Naled is banned in Europe and has been for several years. However, all aerial spraying is banned in Europe.

McNeely pointed out that the naled works “as it comes down in a wet form and kills everything it comes in contact with and when it hits the ground, it’s done.” Ground spraying technology, which is more common, uses a different chemical with lower dosage and is typically not sprayed on bees because of spraying times and because notice has been given and hives are somewhat protected.

“It appears to me it was a quick decision,” said Stanley. She has operated Flowertown for a year and said she is one of several generations of beekeepers. “They have apologized for not calling me, but that really doesn’t bring back my bees.”

Stanley leases her bees to area growers.

“I have clients who have ordered bees for pollination in the spring,” she said. “This has heightened the importance of manmade decisions. Bees are being driven toward extinction and a lot of that is the decisions we make. Think about the long-term effects of aerial spraying.”

Beekeepers and growers in the Southeast expressed concern about the threat of the local spread of the Zika virus via mosquito, although Florida is the only state to have recorded a local spread.

They also spoke about the delicate balance required to maintain balance in nature and between the many facets of the growing industry.

“This was a reaction to public health so they did it quickly and without any thought,” McNeely said. “That’s understandable but we’ve got to work together because we have to have bees to survive.”

Working together in growing associations is another way growing professionals can stay in the loop on spraying and other issues important to daily operations.

“If people who have bees would get involved in their local associations and become members, it’s easier to notify people when something is going on … we’ve got to be able to communicate and work together on every aspect of this. The unborn child is the one affected by the Zika virus,” McNeely said.

Stanley has the sympathy of area growers who understand the need for pollinators.

“We pay particular attention when we spray, and if we do it, it’s late in the afternoon,” said Walter Earley, who farms about 25 acres of strawberries and vegetables at Hickory Bluff Berry Farm in Holly Hill, South Carolina, and who has invested in a dozen beehives for pollination and honey. His vegetable offerings include squash, zucchini, cucumbers, tomatoes, broccoli, cauliflower, cabbage and kale.

“It’s a shame because there’s not a lot of honeybees to start with,” said Earley, who was not affected by spraying and whose farm is about 30 miles from Summerville.

“Everyone has a responsibility in everything they do and you can’t blame other people. Bees are a necessity if you want your crops pollinated.”

Reaching out

Growers may be giving more thought to the messages they share with farmworkers.

“When we talk about creating communication around a health topic, you need to be aware of the populations who aren’t going to receive the message in order to tailor it to everyone,” said Chelly Richards, senior project director for public health at Farmworker Justice. “Maybe these people need the information delivered in Spanish or in a more appropriate way so that they can understand it.” That means presenting the information in terms that anyone can readily understand.

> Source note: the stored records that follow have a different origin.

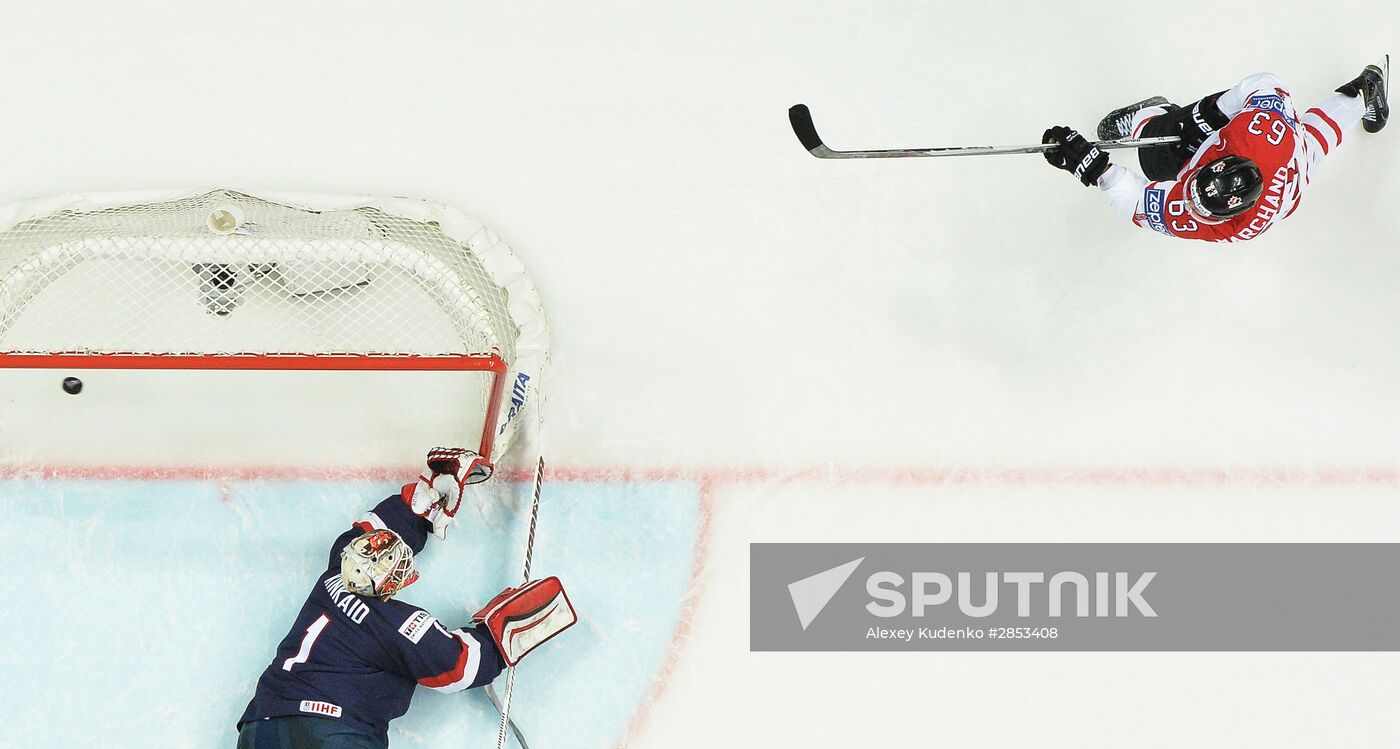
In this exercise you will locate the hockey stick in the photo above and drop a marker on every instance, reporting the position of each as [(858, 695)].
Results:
[(529, 549), (520, 738), (801, 119)]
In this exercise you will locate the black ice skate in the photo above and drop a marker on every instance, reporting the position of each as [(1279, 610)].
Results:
[(1371, 86), (1119, 122)]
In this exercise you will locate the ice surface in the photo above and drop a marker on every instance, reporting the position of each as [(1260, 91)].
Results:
[(909, 350)]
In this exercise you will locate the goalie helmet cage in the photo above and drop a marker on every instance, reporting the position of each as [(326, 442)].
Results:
[(223, 329)]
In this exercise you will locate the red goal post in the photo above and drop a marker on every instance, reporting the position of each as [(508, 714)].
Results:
[(311, 331)]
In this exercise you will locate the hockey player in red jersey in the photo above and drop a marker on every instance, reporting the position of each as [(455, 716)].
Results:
[(354, 654), (1243, 160)]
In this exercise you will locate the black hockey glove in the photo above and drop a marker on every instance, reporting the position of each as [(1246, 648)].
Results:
[(1075, 154), (1203, 119)]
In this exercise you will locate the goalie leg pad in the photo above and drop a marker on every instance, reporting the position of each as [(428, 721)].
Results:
[(521, 619)]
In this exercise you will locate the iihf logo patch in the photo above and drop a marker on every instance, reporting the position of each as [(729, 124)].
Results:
[(416, 626)]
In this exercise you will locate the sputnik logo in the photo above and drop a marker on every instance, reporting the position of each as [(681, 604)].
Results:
[(812, 594)]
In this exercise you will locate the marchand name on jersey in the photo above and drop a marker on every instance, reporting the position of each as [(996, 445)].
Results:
[(1269, 205), (346, 601)]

“Sometimes if it is in English or higher level Spanish the message doesn’t get across,” Richards said. “Some workers have an indigenous first language. The message needs to get to them in a way that works.”

And, while women and their unborn children are at greatest risk with Zika virus, men infected with the illness are bringing it closer to home.

“We also know now that Zika can be transmitted in other ways, so there is a lot we are learning and everyone needs to hear information that is correct,” Richards said. “I think people feel a little scared, so they just need the right information to protect themselves.”